None of this is to say that art is somehow responsible for the way that capital flows around a city. But it is to say that an art that does not attempt to transform its own ‘apparatus of production’, that does not challenge its own position in post-Fordist production, is reduced to meekly helping capital and gentrification on its way – even if the content of that art is ostensibly against gentrification. With this in mind, it’s hard to think of a worse response to gentrification than the recent Facebook group proposing that London-based artists ‘all move out of London together’ to somewhere ‘regional’, such as Bradford. Not only does this strategy manifestly fail to confront art’s own role in the processes of gentrification, it precisely replicates the separation of aesthetics from social relations which leads to art being exploited in such a way. Worse, it risks turning the struggle against gentrification itself into another aesthetic consumer good.

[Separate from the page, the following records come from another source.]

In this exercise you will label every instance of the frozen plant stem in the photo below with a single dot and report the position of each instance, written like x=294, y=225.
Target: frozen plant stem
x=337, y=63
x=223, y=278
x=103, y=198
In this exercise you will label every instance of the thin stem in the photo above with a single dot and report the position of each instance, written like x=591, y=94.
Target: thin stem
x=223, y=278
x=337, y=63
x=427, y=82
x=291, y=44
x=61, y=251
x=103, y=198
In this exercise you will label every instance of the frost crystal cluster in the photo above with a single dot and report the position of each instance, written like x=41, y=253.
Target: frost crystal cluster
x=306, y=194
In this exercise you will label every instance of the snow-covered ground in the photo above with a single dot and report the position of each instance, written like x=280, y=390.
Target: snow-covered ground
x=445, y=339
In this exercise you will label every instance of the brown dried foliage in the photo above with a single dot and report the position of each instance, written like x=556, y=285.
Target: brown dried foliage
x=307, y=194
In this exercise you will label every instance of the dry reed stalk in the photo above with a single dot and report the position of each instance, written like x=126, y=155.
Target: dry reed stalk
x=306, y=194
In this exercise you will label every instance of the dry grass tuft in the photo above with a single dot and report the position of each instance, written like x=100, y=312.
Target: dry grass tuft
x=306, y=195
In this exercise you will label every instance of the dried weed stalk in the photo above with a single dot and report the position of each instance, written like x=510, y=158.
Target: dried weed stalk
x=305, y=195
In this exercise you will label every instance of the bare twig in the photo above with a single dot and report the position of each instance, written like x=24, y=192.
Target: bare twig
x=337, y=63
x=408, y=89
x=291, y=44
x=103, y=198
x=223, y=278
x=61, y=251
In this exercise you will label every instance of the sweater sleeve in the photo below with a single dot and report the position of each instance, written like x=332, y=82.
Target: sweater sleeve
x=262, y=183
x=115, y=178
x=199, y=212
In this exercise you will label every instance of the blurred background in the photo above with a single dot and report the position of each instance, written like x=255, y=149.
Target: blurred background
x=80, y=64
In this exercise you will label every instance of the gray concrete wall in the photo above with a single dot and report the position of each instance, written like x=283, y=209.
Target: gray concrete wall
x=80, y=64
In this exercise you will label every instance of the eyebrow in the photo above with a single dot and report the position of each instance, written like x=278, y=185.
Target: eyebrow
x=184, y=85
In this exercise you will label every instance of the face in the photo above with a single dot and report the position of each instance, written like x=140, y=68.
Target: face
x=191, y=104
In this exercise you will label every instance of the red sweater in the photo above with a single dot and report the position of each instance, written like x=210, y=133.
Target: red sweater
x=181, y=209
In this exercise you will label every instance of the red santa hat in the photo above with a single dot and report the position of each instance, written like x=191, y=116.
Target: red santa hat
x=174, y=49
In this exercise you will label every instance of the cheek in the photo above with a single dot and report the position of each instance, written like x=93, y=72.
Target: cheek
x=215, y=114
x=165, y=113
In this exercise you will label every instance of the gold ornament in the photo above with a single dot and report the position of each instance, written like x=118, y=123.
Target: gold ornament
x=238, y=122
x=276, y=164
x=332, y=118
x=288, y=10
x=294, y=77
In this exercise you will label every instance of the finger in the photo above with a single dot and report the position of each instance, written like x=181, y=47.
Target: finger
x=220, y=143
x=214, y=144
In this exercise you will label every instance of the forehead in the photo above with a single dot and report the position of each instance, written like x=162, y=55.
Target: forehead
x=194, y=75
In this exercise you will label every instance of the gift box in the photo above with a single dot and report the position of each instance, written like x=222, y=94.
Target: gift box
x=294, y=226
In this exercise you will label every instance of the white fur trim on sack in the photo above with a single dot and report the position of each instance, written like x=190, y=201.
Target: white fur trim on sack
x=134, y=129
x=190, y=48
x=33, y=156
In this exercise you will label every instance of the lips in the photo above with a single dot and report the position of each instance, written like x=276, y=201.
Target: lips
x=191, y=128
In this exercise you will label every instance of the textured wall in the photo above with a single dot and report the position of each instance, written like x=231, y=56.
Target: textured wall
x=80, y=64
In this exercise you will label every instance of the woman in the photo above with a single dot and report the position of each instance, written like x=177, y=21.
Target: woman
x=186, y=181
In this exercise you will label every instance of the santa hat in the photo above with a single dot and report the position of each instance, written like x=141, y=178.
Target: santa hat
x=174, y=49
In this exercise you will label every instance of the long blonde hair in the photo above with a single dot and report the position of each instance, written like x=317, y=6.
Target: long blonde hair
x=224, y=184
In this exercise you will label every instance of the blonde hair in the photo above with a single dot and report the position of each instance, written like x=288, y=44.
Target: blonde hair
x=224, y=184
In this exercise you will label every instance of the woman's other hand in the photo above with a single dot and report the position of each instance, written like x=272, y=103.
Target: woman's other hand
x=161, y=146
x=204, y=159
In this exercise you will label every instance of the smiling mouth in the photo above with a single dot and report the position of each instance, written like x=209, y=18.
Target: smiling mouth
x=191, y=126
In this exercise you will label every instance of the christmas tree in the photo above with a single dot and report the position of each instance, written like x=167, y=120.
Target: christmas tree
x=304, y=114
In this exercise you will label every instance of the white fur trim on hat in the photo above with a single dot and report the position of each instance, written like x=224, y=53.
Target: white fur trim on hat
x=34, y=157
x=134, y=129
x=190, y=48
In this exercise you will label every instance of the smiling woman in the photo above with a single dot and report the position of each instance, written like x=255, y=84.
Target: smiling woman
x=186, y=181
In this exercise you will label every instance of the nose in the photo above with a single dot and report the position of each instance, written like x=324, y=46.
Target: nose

This holds true for other modes of aesthetic and literary production too: there has been no shortage of ‘concerned’ journalistic articles about gentrification in recent months. As with artworks, unless such articles (this one included) are accompanied by a ruthless critique of their own relation to the processes of capital accumulation, and a political rather than merely aesthetic struggle against those processes, they will – in Benjamin’s cutting phrase – ‘have no other social function whatever, than eternally to draw new effects from the political situation in order to amuse the public’.